Quand je suivais mes bœufs, en sillonnant la plaine,
Par la pluie et les vents, respirant avec peine,
Et que je me disais : — Arrive la moisson ;
Pour l’avoir, il faudra payer une rançon.
Le moine et le seigneur sont maîtres de nos terres ;
Le vin, l’huile, le blé, la gerbe que tu serres,
Le sillon que ta main féconde avec amour,
L’herbe qui sur ta faux se penche tout le jour,
L’arbre, le fruit, la fleur, et toi-même et ta femme,
Le seigneur y prétend, le moine les réclame !
Toi, tu n’es rien ! Tu n’es qu’un manant, un vilain ;
Ton lot, c’est le travail, et le mépris ton gain.
Dieu lui-même le veut ! Dès avant leur naissance,
Il donne aux uns la charge, aux autres la puissance.

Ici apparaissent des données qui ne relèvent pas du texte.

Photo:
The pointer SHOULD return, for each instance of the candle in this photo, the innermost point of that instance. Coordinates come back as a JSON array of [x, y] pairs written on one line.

« Alors, les reins courbés, je sentais la sueur
Descendre lentement de mon front sur mon cœur.
Et le soir, en rentrant dans ma pauvre chaumière,
Quand l’enfant accourait, et me criait : Mon père !
Quand il me souriait et me tendait les bras,
Tout mon corps frissonnait, je me disais tout bas :
« Pauvre enfant, tu seras une bête de somme,
« Ton père est un manant, il n’a pu faire un homme ! »
Ces temps sont loin de nous. À force de souffrir,
Le peuple s’est levé pour vaincre ou pour mourir.
Il a brisé ses fers. Une France nouvelle,
La France des manans, a chassé devant elle
Les maîtres, les valets, les moines et les rois ;
Elle a fondé pour tous l’égalité des droits.